The Turkish lira is continuing its downward descent against the US dollar and the euro, with the currency pairs trading close to fresh record lows. It has been a roller coaster ride throughout 2021, with the country giving foreign markets a headache on its embrace and then rejection of orthodox monetary policy. Will the lira finish the year even lower, or can it muster up some gains heading into 2022?
On Thursday, the central bank cut its benchmark one-week repo auction rate by 200 basis points to 16% during its October policy meeting. This comes one month after the officials slash rates by 100 basis points.
While market analysts had anticipate a rate cut, they only penciled in a 50-basis-point reduction.
President Recep Tayyip Erdogan holds the unconventional view that high rates spur inflation and that lower rates are necessary to support the economic recovery.
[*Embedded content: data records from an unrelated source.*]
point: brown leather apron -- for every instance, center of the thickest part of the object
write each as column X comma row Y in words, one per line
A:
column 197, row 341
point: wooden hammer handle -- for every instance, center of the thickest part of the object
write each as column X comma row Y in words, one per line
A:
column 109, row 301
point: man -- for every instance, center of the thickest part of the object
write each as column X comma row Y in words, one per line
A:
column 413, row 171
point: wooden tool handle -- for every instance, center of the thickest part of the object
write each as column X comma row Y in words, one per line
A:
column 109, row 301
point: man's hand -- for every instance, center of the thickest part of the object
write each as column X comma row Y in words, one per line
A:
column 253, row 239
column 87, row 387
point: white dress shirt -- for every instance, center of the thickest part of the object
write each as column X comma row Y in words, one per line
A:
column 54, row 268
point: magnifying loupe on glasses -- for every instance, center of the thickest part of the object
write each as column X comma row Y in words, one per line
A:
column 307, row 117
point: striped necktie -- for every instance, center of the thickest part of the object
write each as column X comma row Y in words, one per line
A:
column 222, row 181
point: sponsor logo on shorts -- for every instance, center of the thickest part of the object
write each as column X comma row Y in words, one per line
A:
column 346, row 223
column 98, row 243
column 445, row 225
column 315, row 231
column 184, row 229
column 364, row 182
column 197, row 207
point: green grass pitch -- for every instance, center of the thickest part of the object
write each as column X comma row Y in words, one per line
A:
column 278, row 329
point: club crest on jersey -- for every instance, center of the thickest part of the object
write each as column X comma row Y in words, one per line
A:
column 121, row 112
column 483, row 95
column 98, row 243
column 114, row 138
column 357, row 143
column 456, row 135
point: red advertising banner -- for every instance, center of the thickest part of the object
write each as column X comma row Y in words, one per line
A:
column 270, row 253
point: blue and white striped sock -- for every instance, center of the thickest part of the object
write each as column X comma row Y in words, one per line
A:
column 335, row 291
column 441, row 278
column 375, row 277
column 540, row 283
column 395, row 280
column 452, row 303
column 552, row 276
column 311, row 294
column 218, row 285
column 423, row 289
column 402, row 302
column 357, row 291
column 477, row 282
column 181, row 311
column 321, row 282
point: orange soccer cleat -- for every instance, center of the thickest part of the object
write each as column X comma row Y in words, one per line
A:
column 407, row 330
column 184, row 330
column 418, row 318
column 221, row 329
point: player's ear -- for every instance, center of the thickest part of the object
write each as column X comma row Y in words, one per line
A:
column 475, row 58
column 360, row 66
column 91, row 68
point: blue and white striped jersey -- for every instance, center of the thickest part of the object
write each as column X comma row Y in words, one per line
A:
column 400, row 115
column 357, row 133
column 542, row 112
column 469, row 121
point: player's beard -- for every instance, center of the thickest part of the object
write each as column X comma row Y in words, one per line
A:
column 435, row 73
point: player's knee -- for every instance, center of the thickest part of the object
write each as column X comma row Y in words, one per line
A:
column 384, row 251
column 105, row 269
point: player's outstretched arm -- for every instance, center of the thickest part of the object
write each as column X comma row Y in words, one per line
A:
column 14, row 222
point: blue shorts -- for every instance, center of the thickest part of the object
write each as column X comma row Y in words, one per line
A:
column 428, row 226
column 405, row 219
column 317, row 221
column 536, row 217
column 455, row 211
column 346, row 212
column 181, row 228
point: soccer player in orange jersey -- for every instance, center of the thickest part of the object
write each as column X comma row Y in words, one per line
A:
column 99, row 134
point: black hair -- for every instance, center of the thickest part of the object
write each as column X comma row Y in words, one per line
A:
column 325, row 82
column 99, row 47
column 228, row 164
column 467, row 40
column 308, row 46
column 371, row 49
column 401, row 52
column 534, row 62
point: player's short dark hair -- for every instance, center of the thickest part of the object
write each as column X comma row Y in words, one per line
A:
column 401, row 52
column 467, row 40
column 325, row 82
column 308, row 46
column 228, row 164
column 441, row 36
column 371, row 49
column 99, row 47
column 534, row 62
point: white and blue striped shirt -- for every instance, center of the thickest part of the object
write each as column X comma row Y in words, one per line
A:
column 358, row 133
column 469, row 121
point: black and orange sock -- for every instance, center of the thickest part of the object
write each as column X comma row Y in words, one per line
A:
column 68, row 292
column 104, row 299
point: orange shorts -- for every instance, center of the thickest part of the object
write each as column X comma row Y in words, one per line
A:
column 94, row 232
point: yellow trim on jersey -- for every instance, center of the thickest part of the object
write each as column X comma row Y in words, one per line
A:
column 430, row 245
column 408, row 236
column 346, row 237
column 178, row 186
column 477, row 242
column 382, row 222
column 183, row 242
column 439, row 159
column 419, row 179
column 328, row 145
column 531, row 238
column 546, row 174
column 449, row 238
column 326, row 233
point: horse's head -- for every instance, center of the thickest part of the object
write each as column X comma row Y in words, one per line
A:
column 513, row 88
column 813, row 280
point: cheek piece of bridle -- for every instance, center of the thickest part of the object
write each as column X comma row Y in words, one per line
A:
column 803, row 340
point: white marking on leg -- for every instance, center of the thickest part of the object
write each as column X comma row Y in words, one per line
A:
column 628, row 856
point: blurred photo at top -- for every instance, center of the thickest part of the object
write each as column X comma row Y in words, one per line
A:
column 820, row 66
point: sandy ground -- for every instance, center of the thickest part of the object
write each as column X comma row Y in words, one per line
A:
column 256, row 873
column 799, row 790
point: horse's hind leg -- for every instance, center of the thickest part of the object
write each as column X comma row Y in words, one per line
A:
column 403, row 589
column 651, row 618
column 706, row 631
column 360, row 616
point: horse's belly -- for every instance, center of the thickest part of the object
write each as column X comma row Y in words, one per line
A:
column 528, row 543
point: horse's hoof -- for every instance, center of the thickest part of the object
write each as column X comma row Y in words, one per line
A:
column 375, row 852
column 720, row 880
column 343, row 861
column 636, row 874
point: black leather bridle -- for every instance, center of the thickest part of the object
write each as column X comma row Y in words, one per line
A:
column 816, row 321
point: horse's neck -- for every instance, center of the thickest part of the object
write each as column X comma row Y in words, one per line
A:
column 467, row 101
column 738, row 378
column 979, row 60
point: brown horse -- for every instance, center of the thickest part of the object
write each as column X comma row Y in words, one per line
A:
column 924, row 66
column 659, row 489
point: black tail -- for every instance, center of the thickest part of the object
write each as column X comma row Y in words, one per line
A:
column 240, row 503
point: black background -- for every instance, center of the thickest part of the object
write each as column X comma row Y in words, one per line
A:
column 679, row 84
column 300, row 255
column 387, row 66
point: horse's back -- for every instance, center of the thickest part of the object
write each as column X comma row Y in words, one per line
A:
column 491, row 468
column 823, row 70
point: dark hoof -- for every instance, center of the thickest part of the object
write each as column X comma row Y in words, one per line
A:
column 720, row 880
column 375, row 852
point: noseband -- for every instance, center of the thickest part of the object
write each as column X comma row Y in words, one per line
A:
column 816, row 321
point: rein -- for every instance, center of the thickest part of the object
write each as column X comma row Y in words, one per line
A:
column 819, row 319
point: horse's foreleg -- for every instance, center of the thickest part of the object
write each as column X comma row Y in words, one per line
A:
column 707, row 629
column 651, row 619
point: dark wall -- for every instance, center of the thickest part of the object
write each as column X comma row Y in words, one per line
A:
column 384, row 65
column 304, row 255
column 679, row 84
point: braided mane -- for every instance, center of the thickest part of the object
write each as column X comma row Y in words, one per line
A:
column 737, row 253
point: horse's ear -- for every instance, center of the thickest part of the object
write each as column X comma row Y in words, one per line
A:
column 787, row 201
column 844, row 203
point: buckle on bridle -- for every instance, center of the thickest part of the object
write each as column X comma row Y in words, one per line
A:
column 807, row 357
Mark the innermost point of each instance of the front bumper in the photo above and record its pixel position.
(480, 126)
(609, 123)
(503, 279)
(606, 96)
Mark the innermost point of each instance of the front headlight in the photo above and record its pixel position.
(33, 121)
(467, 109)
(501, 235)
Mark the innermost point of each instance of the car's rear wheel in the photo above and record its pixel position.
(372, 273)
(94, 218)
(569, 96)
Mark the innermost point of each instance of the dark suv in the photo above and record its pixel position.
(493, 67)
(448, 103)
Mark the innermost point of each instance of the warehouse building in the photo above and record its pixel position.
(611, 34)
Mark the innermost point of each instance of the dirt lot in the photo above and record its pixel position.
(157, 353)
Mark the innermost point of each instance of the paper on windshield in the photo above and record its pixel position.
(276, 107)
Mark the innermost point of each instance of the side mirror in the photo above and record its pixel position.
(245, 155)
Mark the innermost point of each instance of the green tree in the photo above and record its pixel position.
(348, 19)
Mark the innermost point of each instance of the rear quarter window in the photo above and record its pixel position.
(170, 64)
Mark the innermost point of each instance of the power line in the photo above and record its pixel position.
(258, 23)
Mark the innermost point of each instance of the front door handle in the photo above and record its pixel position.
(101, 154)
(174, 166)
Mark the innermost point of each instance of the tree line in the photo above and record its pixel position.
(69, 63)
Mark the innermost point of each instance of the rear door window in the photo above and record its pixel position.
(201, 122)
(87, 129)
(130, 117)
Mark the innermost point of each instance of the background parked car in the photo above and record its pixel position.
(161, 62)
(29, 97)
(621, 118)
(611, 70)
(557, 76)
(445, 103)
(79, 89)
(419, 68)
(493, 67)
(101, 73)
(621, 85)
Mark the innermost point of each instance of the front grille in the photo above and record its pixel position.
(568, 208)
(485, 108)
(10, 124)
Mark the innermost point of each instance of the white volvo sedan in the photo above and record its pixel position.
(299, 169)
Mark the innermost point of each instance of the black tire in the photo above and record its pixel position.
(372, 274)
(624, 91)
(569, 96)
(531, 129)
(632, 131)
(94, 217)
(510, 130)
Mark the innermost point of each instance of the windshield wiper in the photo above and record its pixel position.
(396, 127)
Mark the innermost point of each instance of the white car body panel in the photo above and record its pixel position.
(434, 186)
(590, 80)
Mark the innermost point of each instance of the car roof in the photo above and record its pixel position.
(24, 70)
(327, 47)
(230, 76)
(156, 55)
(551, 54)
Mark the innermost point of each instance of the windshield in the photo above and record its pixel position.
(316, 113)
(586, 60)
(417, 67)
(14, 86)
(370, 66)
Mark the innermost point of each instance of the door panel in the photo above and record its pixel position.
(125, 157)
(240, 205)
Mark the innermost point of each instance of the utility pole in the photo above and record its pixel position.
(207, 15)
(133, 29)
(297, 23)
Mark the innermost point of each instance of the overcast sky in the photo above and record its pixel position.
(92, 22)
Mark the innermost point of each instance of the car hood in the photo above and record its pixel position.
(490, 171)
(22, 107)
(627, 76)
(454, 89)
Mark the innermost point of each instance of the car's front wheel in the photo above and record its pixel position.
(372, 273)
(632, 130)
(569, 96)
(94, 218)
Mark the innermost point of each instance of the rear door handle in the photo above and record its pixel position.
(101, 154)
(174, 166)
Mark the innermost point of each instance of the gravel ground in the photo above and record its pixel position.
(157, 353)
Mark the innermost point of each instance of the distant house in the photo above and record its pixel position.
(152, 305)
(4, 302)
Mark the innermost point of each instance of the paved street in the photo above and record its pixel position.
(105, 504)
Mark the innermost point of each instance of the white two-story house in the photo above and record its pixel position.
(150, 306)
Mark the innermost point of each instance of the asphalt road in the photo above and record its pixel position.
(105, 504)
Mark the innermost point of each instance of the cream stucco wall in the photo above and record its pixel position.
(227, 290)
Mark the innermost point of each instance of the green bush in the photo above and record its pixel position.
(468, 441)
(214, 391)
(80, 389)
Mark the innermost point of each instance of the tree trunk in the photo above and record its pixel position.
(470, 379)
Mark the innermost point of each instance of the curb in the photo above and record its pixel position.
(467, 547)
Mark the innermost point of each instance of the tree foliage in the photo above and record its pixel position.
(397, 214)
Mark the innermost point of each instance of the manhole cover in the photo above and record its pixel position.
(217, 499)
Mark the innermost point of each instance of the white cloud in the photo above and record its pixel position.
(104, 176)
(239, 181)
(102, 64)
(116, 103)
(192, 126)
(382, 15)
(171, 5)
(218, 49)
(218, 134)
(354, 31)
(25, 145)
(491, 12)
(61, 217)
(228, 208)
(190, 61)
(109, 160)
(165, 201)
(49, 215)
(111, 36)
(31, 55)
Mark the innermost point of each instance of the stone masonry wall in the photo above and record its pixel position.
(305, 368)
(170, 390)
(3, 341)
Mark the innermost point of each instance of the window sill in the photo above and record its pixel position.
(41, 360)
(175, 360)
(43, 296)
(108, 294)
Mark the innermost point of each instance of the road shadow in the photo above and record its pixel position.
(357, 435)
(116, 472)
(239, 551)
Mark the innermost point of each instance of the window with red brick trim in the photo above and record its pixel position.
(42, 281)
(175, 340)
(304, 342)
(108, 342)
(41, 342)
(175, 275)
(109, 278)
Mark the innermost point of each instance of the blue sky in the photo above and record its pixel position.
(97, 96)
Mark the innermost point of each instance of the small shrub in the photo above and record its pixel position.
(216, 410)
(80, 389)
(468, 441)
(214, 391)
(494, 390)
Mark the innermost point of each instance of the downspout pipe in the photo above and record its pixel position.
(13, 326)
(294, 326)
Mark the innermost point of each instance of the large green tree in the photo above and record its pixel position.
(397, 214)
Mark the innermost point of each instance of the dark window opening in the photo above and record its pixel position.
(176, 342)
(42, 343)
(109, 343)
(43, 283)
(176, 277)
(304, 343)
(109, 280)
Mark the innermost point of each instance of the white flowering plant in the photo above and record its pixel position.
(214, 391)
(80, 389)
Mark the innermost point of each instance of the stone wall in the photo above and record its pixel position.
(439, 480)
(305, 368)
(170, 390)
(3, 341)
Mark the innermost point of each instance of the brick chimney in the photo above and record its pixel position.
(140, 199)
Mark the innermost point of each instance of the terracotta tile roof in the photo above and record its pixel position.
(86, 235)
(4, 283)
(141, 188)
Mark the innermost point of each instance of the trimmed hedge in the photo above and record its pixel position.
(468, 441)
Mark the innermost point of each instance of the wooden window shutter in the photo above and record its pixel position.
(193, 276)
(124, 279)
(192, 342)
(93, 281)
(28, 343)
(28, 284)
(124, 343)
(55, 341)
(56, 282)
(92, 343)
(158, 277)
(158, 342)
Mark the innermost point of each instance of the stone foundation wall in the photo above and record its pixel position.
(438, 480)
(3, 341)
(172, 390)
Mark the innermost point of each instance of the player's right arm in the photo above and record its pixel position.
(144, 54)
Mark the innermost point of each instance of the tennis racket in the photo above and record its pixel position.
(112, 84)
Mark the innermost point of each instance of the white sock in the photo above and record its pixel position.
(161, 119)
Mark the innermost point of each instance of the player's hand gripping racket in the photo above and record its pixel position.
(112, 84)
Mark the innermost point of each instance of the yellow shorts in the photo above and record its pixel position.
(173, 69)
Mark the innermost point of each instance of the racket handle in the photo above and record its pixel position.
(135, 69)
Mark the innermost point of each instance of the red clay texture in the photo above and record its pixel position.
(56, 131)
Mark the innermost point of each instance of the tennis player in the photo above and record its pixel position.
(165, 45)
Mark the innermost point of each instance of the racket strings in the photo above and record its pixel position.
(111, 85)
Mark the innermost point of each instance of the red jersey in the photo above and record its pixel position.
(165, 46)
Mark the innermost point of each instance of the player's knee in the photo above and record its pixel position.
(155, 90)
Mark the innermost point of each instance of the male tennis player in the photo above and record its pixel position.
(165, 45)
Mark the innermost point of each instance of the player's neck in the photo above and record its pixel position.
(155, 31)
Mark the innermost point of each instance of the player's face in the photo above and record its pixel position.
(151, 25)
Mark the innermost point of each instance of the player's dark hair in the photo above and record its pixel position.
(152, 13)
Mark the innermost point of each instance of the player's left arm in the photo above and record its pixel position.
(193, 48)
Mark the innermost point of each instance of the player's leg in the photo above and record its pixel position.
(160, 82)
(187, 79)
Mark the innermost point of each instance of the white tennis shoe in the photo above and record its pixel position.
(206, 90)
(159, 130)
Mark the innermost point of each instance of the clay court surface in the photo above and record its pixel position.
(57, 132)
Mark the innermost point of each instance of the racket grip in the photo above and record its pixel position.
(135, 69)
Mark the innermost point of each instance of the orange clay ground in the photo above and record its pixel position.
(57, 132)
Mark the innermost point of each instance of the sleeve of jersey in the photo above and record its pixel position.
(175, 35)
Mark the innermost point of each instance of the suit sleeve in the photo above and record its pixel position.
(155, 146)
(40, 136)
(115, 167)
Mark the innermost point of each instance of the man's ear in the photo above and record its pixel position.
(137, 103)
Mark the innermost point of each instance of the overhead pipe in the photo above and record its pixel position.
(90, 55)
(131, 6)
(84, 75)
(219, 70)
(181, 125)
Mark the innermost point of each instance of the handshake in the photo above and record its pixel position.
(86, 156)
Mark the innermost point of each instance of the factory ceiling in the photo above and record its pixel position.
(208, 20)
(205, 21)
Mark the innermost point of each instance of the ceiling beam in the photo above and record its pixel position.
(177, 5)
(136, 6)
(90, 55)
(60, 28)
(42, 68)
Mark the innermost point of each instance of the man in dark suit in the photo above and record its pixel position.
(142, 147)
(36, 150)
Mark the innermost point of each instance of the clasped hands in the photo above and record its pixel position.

But experts warn that Ankara is laying the groundwork for “super hyper inflation” in the coming years.
Phoenix Kalen, an emerging markets strategist at Société Générale, told the Financial Times:
“If you’re looking at any longer timeframe . . . this decision is completely nonsensical. You’re going to spur hyper inflation and dollarisation . . . You’re encouraging speculators to go after the currency. You’re going to hurt corporates, with all the FX denominated debt that they still have. From any medium-term perspective, it is really damaging to the monetary policy framework of the country and the financial stability.”
Meanwhile, Turkey’s foreign exchange reserves increased again, rising to $85.96 billion in the week ending October 15. This represented the eighth straight weekly boost.
Surging inflation could be weighing on consumers as the consumer confidence index fell from 79.7 in September to 76.8 in October. The business confidence reading for October will be released on Monday.
The USD/TRY currency pair advanced 1.15% to 92.69, from an opening of 9.5189, at 15:19 GMT on Friday. The EUR/TRY soared 1.23% to 11.2019, from an opening of 11.0656.